Comparison of cookie and session usage in php

1. cookie data is stored in the client's browser, and session data is stored on the server.

2. Cookies are not very secure. Others can analyze the cookies stored locally and perform cookie spoofing. session should be used for security reasons.

3. The session will be stored on the server for a certain period of time. When the number of accesses increases, the performance of your server will be relatively occupied. To reduce the server performance, cookies should be used.

4. The maximum size of a single cookie on the client is 3 kB. That is to say, a website cannot store 3 kB of cookies on the client.

For example, COOKIE

For example, setCookie ('user', 'hangsan ', time () + 3600) indicates that the cookie survival time of user variable is 1 hour, note that this function is a header function, which is equivalent to the header () jump function in php. There cannot be "any output (including spaces)" before it )".
2. Use $ _ COOKIE ['user'] to obtain the cookie value. Www.111cn.net
3. Cancel a cookie: setCookie ('user', '', time ()-3600); or setCookie ('user ');
4,

// Delete the sessionid of the client in the cookie
If (isset ($ _ COOKIE [session_name ()]) {
SetCookie (session_name (), '', time ()-30 ,'/');
}

Example: session

1. // enable session
Session_start ();
2. // clear the session value
$ _ SESSION = array ();

// Completely destroy the session
Session_destroy ();

Who is more secure with session and cookie? www.111cn.net

Personally, I think the session is safer. I have the following opinions.

1. If the session is as secure as the cookie, the two will not exist at the same time. As long as the cookie is ready, the client will be able to split the server burden, it is transparent to users. Why not.

2. The session sessionID is stored in the cookie.
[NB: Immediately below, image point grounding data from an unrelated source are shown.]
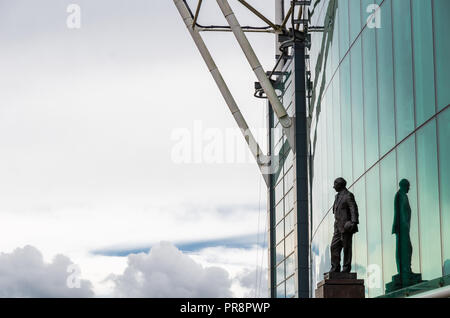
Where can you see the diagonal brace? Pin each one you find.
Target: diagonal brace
(277, 106)
(265, 163)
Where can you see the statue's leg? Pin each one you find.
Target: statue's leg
(347, 243)
(398, 253)
(335, 250)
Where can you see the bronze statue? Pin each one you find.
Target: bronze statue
(346, 222)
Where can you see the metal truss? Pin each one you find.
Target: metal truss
(191, 21)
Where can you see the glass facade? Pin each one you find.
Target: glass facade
(379, 113)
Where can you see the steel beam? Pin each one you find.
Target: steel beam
(286, 122)
(262, 160)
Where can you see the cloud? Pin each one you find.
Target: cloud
(166, 272)
(255, 282)
(23, 273)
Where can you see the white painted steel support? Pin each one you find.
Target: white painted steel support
(262, 160)
(278, 108)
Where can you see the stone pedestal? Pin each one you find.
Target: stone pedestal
(340, 285)
(403, 280)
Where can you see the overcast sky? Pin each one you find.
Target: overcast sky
(89, 119)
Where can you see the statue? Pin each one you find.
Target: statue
(403, 252)
(346, 222)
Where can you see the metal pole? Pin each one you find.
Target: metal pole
(261, 159)
(280, 111)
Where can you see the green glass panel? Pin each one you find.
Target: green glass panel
(355, 19)
(279, 232)
(423, 60)
(343, 13)
(290, 287)
(346, 121)
(404, 96)
(330, 158)
(370, 96)
(279, 252)
(428, 194)
(281, 293)
(386, 80)
(374, 257)
(444, 169)
(357, 109)
(337, 147)
(406, 169)
(442, 46)
(360, 238)
(280, 273)
(290, 265)
(389, 187)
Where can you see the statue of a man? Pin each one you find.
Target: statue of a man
(401, 227)
(346, 222)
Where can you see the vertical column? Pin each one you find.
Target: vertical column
(301, 164)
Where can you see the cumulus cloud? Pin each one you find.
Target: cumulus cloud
(166, 272)
(23, 273)
(255, 282)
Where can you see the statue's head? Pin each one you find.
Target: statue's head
(404, 185)
(339, 184)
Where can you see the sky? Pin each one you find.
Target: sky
(122, 173)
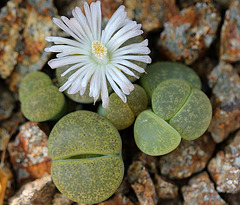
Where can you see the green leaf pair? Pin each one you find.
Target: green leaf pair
(179, 110)
(86, 151)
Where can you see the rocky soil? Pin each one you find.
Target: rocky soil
(203, 34)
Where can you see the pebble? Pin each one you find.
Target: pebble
(224, 168)
(33, 20)
(188, 35)
(165, 189)
(188, 158)
(108, 7)
(230, 34)
(38, 192)
(200, 190)
(142, 184)
(29, 153)
(9, 33)
(117, 199)
(225, 83)
(4, 137)
(151, 14)
(61, 199)
(150, 162)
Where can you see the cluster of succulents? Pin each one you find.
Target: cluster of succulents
(86, 146)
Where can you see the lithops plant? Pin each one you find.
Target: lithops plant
(121, 114)
(86, 152)
(179, 110)
(160, 71)
(62, 75)
(40, 99)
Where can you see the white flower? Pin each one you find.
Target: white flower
(96, 54)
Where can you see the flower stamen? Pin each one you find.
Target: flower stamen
(99, 49)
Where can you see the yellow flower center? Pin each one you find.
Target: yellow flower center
(99, 49)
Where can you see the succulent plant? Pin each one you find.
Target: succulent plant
(86, 152)
(121, 114)
(161, 71)
(40, 99)
(179, 110)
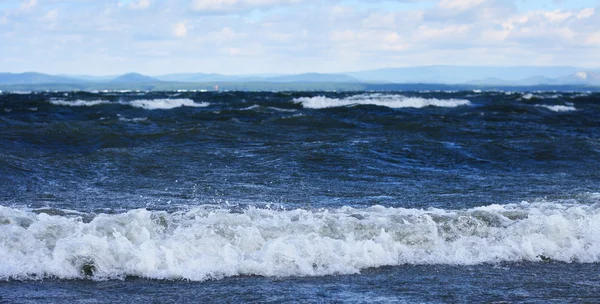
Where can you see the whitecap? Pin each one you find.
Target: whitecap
(166, 104)
(558, 108)
(208, 242)
(78, 103)
(385, 100)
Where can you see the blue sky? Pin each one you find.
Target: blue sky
(155, 37)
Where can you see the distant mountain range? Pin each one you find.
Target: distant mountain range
(443, 75)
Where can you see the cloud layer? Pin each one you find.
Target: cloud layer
(292, 36)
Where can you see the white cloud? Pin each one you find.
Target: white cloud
(140, 4)
(51, 16)
(459, 4)
(237, 5)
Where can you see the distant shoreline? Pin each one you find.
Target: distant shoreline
(295, 86)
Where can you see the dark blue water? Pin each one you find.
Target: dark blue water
(311, 197)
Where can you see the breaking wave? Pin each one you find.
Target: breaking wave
(166, 104)
(558, 108)
(148, 104)
(384, 100)
(209, 242)
(78, 103)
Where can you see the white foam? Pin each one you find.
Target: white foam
(384, 100)
(78, 103)
(136, 119)
(166, 104)
(558, 108)
(212, 243)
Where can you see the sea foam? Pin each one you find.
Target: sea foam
(78, 103)
(384, 100)
(208, 242)
(166, 104)
(148, 104)
(558, 108)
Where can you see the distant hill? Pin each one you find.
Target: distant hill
(134, 78)
(306, 78)
(33, 78)
(578, 78)
(451, 76)
(460, 74)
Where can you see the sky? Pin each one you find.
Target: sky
(156, 37)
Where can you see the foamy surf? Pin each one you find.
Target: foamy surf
(148, 104)
(212, 243)
(166, 104)
(558, 108)
(78, 103)
(384, 100)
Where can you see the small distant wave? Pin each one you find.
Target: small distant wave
(78, 103)
(137, 119)
(209, 242)
(558, 108)
(529, 96)
(166, 104)
(148, 104)
(384, 100)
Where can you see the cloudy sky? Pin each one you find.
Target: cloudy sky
(108, 37)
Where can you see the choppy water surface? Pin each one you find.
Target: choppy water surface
(408, 196)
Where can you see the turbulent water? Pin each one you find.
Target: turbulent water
(229, 189)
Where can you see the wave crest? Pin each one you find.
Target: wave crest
(166, 104)
(384, 100)
(212, 243)
(558, 108)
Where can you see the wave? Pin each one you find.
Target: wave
(384, 100)
(148, 104)
(166, 104)
(209, 242)
(558, 108)
(78, 103)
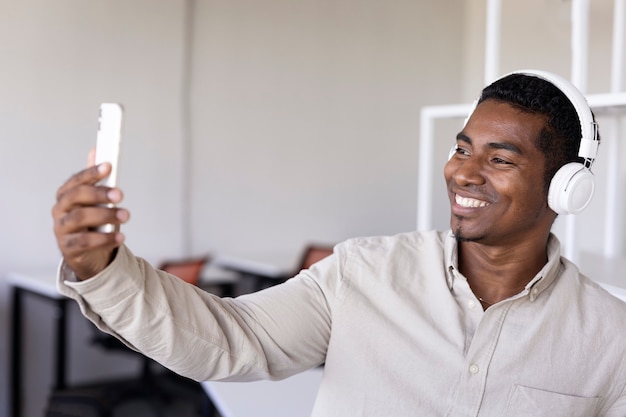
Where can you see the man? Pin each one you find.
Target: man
(484, 320)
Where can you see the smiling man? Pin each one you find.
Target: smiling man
(485, 319)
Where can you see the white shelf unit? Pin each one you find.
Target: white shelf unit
(595, 242)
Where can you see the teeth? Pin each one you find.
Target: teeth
(469, 202)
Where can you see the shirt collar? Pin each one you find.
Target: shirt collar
(540, 282)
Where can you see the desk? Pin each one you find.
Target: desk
(259, 273)
(291, 397)
(39, 284)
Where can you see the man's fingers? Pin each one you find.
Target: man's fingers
(86, 218)
(89, 176)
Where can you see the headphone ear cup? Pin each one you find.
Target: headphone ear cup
(571, 189)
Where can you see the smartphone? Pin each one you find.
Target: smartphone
(108, 146)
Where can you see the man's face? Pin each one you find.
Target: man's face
(495, 179)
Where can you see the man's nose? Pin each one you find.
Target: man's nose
(469, 170)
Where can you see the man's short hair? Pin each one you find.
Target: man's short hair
(559, 140)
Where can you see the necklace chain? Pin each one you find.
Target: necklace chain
(487, 303)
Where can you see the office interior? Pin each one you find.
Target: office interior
(252, 128)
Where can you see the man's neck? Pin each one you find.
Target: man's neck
(497, 273)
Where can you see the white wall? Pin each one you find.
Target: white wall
(304, 123)
(60, 59)
(305, 118)
(536, 34)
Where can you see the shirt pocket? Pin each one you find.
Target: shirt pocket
(533, 402)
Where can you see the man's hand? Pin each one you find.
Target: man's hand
(79, 210)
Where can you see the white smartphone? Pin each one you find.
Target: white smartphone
(108, 146)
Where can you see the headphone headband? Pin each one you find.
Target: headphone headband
(572, 186)
(589, 129)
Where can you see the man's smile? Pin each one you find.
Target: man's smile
(469, 202)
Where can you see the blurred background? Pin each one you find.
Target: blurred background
(252, 127)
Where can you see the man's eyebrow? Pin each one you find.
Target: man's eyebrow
(464, 138)
(507, 146)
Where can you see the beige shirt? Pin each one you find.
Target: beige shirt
(397, 325)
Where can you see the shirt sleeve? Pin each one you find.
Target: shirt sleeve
(271, 334)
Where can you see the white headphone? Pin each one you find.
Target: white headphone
(573, 184)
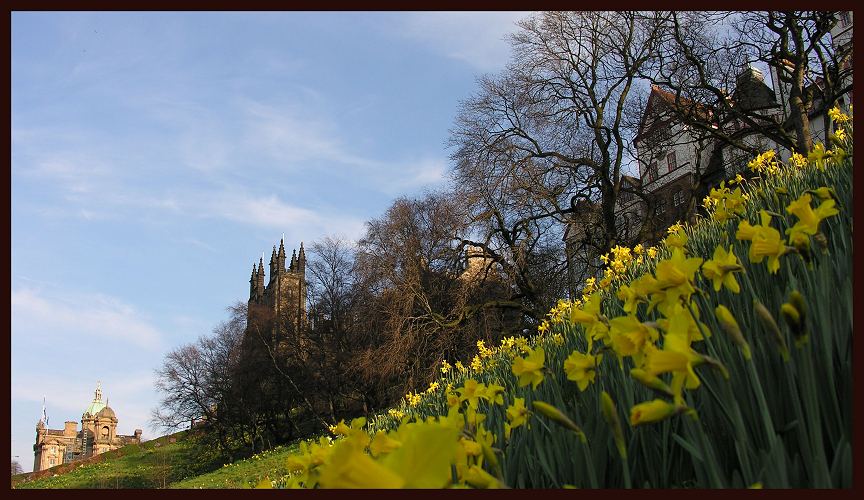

To break the session, the first thing to do is to break the cookie. After the cookie is broken, you need to get the sessionID. The sessionID is generated only when someone logs on or starts session_start. You do not know when someone will log on. Second, sessionID is encrypted. During the second session_start operation, the previous sessionID is useless, and the sessionid expires when the session expires, it is difficult to break the sessionID with a secret in a short time. Session is for a communication, and the session ends with the disappearance of the session, and the real cookie exists in a text file on the client's hard disk, who is obviously safe.

3. If the session is so vulnerable and insecure, I think most of the existing websites will be insecure.